5. Snake Eyes (1998)
A film many critics and audiences never took to, Brian De Palma’s movie about a policeman (a staple of Cage) trying to solve a murder at a televised boxing match is an underrated gem in my book. From the directorial flourishes of split screen and long tracking shots, De Palma uses Cage’s watchability to ensure the 10-minute opening one-shot focuses on Cage’s character from the start. A series of genre tropes are mixed in with a narrative that plays and then re-plays sequences for the audience – along with Cage – to see things from different angles. Cage himself, portrays the character too from different angles as he transforms from smarmy cop to duped fool in this twisty and taut thriller.
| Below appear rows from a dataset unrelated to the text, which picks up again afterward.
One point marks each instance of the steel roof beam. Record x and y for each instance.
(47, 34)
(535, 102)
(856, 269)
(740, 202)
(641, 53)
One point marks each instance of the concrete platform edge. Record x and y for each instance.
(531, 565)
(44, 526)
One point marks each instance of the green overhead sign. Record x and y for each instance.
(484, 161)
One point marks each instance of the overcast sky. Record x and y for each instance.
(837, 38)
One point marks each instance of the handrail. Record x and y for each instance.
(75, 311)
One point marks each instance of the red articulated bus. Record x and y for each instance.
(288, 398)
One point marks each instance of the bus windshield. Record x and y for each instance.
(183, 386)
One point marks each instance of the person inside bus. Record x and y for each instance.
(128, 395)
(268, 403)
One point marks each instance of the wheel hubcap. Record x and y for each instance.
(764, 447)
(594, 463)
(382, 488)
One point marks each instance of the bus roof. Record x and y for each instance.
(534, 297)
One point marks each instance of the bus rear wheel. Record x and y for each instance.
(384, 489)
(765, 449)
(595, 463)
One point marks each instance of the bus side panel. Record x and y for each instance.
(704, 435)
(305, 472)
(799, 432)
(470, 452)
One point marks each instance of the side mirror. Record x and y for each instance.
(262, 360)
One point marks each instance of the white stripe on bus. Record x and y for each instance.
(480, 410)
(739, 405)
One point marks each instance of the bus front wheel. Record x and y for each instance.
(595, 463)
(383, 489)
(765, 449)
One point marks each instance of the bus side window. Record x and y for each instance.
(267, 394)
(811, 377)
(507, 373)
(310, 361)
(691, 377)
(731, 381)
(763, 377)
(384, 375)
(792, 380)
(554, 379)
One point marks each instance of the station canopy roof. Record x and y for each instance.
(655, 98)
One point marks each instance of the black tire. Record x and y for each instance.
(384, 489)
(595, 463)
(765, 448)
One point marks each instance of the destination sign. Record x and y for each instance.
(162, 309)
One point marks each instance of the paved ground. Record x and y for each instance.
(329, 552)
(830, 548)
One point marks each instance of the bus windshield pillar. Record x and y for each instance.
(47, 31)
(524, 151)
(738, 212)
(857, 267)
4. National Treasure 1 & 2 (2004 & 2007)
Right, I don’t care what you say, the 2 National Treasure films are a highlight of Cage for me. Where Cage often went for independent strangeness or blockbuster action, this could have been one of his biggest departures ever. Could Cage really carry a family-friendly Disney movie? Well yes. And he even upsets purists by keeping Sean Bean alive by the end of it! Part Indiana Jones and part Da Vinci Code, director John Turtletaub makes a stupidly fun and idiotically entertaining film that those two missteps could only dream of being. A heist adventure with comedy capers thrown in, Cage’s now blockbuster likeability helps him play cat and mouse with previous Bad Lieutenant Harvey Keitel!
3. The Rock (1996)
Michael Bay has made some terrible films of late and his music-video aesthetic, wafer thin characters and sickening gyratory camera shots are now the stuff of parody. Yet, he did direct The Rock. The Rock was made immediately after Leaving Las Vegas and tells how Cage (Stanley Goodspeed) travels to Alcatraz to help release hostages held by National Treasure 2’s Ed Harris with the help of ex-MI5 convict Sean Connery. A surreal set of action beats, car chases, shootouts and punch ups are helped by the buddy-cop back-and-forth between Cage and Connery. Of course it’s silly and OTT but Cage and his fans wouldn’t have it any other way
2. Con Air (1997)
Cage’s hair has been famous throughout his career but never more so in this all-out action prison break-cum-airplane flick. A b-movie premise (escaping prisoners take over a plane) utilises Cage’s balding yet flowing locks as his good con tries to keep hostages alive and the authorities on his side. Comedy, action and a great villain (John Malkovich’s “Cyrus the Virus”) help package this film as a suitable follow up to The Rock but with Cage as the prisoner this time. Further great support from John Cusack and Steve Buscemi seals the deal with Cage demanding the “bunny back in the box” as he fights his way to freedom on a flight full of felons.
1. Face/Off (1997)
You’ve just won an Oscar and you’ve followed that up with 2 of the best action films of the 1990s so what did Cage do next? Well make another one of the best action films. Focusing more on fists and guns, the film is perfect to show one of Cage’s signature skills in playing two sides of character (see all films above). In this movie, he literally plays two characters (he starts as the insane Castor Troy & switches to the good cop Sean Archer for most of the film) and along with Travolta, both actors get to play off not only their character traits but their fellow actor in a riotous role-reversal. The story is silly, Cage is cool, crazy and criminal and the premise is ludicrous but John Woo decides to use the multi-faceted Cage, whose career is made up of using extreme characteristics and polar mannerisms, as the perfect person to tackle duality in this 90s classic.